Brickit is an app that uses your phone’s camera, augmented reality, and machine vision to do one really cool thing: help you make cool LEGO toys out of the bricks you already have.
The Brickit app scans a photo of your pile of un-sorted bricks. It figures out which bricks you have. It recommends instructions for things you can make based on what it knows you have in the pile. And then when you’re making them? It highlights where the parts you need are in the pile.
In the old days, LEGO were for imagination. You’d get a box or bucket of bricks, no instructions, and you’d make all kinds of multi-colored creations, and then play with them, imagining different worlds.

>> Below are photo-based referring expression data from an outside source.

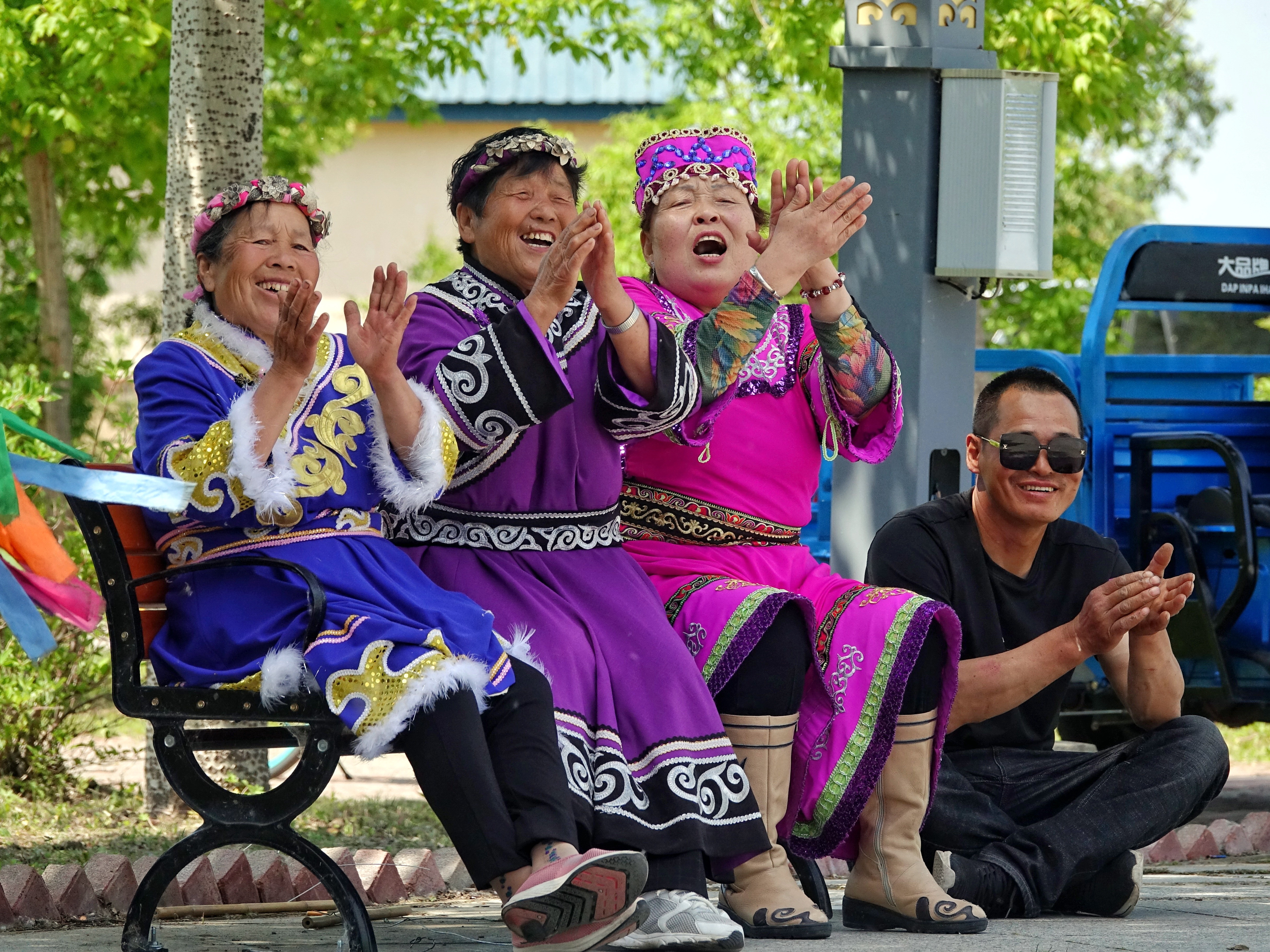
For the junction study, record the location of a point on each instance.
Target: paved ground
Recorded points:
(1206, 907)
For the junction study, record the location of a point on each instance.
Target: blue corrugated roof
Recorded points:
(553, 79)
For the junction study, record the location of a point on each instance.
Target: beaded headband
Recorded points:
(505, 152)
(668, 158)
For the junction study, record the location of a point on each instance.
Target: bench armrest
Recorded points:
(317, 594)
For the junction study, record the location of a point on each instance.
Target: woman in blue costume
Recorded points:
(294, 438)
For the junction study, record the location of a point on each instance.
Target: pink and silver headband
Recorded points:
(271, 188)
(505, 152)
(668, 158)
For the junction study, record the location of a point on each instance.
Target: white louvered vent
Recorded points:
(996, 211)
(1020, 172)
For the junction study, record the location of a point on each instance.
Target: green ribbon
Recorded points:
(8, 490)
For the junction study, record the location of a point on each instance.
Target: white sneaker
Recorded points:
(686, 921)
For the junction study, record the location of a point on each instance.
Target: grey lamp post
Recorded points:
(905, 67)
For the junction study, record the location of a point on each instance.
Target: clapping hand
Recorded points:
(558, 275)
(375, 342)
(1173, 593)
(295, 340)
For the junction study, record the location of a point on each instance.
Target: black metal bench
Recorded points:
(134, 583)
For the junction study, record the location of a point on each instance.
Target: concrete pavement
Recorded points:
(1209, 907)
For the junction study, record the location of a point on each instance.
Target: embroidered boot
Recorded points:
(766, 899)
(891, 886)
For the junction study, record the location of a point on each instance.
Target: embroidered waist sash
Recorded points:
(657, 515)
(506, 532)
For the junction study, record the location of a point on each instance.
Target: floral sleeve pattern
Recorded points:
(856, 361)
(722, 341)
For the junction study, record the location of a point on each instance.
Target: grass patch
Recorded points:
(1250, 744)
(97, 819)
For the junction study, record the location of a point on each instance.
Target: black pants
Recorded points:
(770, 681)
(495, 780)
(1048, 817)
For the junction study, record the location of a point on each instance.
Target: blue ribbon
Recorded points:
(23, 619)
(103, 485)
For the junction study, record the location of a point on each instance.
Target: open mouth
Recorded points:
(710, 247)
(1038, 488)
(539, 239)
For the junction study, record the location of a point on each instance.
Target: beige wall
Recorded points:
(387, 196)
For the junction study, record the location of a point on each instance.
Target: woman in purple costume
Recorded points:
(543, 386)
(831, 690)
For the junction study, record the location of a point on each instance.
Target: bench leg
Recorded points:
(136, 929)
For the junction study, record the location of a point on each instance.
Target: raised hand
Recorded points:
(295, 340)
(1113, 610)
(558, 275)
(375, 342)
(812, 229)
(1173, 593)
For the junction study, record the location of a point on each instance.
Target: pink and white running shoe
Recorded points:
(582, 938)
(592, 888)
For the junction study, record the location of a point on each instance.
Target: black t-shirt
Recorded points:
(934, 550)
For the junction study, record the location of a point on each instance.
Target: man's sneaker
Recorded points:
(978, 882)
(582, 938)
(592, 886)
(686, 921)
(1112, 891)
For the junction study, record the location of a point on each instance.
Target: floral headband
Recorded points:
(505, 152)
(271, 188)
(668, 158)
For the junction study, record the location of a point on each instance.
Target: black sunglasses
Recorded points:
(1020, 451)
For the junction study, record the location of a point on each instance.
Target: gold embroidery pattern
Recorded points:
(352, 520)
(449, 450)
(318, 468)
(251, 682)
(244, 372)
(206, 462)
(660, 515)
(378, 685)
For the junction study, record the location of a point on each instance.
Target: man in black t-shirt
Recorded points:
(1015, 826)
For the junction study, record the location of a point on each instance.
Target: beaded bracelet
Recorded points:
(827, 290)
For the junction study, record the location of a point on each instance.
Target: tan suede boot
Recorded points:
(766, 899)
(891, 886)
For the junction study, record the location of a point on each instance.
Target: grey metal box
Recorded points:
(996, 214)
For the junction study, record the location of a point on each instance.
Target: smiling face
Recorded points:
(524, 216)
(696, 243)
(268, 247)
(1034, 497)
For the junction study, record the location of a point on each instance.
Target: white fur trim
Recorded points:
(519, 648)
(424, 460)
(422, 694)
(272, 488)
(237, 341)
(281, 676)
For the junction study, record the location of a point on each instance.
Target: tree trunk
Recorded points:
(215, 108)
(56, 343)
(216, 99)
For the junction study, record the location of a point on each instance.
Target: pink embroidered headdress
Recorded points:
(666, 159)
(271, 188)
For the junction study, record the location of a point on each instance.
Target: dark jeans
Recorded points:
(1047, 817)
(495, 779)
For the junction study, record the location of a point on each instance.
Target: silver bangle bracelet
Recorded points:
(625, 325)
(762, 281)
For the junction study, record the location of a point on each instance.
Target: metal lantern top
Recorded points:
(922, 33)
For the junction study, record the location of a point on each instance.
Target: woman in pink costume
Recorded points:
(831, 691)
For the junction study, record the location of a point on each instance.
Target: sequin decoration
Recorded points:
(205, 462)
(449, 451)
(378, 685)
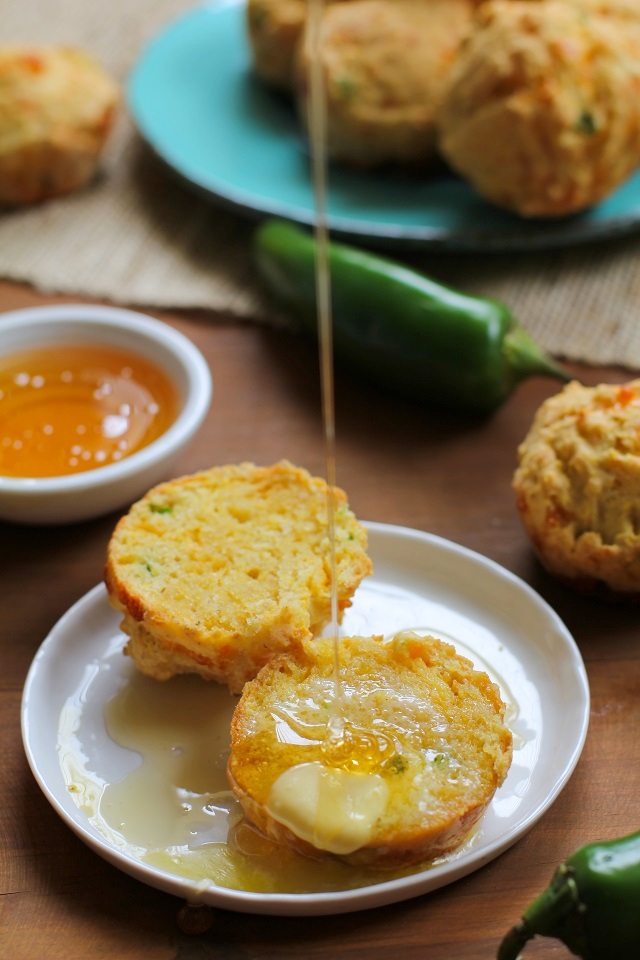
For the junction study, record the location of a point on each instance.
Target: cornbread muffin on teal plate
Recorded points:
(419, 749)
(386, 66)
(578, 487)
(217, 572)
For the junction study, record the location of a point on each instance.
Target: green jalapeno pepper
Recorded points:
(402, 329)
(592, 904)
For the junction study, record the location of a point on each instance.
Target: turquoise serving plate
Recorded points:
(197, 104)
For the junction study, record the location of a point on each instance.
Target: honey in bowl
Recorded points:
(66, 409)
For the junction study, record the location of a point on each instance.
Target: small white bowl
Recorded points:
(80, 496)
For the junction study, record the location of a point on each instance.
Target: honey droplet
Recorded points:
(67, 409)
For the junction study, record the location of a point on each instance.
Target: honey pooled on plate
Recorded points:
(66, 409)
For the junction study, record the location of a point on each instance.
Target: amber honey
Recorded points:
(66, 409)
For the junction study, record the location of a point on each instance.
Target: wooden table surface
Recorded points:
(400, 465)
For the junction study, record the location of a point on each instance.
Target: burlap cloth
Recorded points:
(138, 237)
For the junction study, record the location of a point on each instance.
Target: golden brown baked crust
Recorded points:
(542, 111)
(578, 487)
(385, 67)
(443, 747)
(275, 29)
(217, 572)
(56, 111)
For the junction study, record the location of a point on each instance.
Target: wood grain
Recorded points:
(399, 464)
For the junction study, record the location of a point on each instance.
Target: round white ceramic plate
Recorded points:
(419, 581)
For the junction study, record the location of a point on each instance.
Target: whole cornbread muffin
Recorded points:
(57, 108)
(542, 110)
(217, 572)
(394, 770)
(578, 487)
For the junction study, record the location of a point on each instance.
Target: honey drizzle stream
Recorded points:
(317, 125)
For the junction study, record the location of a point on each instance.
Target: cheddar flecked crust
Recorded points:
(578, 487)
(57, 108)
(217, 572)
(445, 747)
(542, 109)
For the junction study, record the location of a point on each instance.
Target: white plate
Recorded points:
(421, 582)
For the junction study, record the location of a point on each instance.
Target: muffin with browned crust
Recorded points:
(396, 770)
(57, 108)
(578, 487)
(217, 572)
(385, 67)
(542, 110)
(275, 29)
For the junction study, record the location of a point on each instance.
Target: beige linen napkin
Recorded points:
(139, 237)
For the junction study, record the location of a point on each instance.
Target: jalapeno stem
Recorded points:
(525, 358)
(556, 912)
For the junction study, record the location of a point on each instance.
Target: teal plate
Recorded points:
(196, 103)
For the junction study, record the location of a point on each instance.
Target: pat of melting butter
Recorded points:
(333, 809)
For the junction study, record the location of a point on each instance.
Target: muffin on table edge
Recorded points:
(578, 487)
(57, 108)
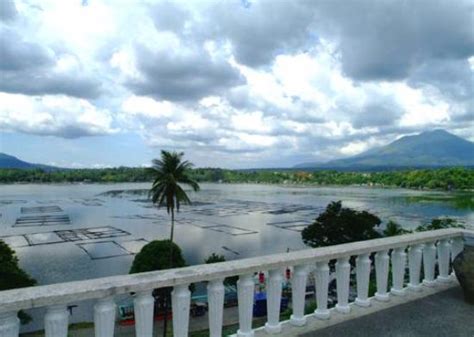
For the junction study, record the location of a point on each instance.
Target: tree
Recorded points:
(338, 225)
(159, 255)
(12, 276)
(393, 229)
(439, 223)
(169, 172)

That’s not entirely true, of course. As early as the 50’s there were LEGO branded sets for making small homes and other creations. But most of my childhood was just making things from random mixed colors of bricks, without instructions.
Now, we have complex sets with complex instructions, and custom pieces to make shapes that we could only approximate in the past. But if you just want to make something out of what you have?
Brickit helps with this. And, it makes one of the first really easy to understand and use Augmented Reality applications that isn’t “measuring walls in my house”. I get it: making house plans is cool, but this is something you can use, use naturally in the process of making LEGO.
It’s not perfectly accurate. When it scans for pieces, it ignores colors. This is fine if you’re just making whatever, but if you’re making a pink flamingo, you might want to search for pieces in pink. It obviously can’t spot pieces that are buried under other pieces. But for what it is, I think it’s very cool.
It doesn’t try too hard – it’s not Minecraft in AR, where you have to move the display all around, or have a flat table space to project it on. It’s just a tool for making use of the bricks you have easier, and an excellent demonstration of how computer vision can augment reality without being an imposition.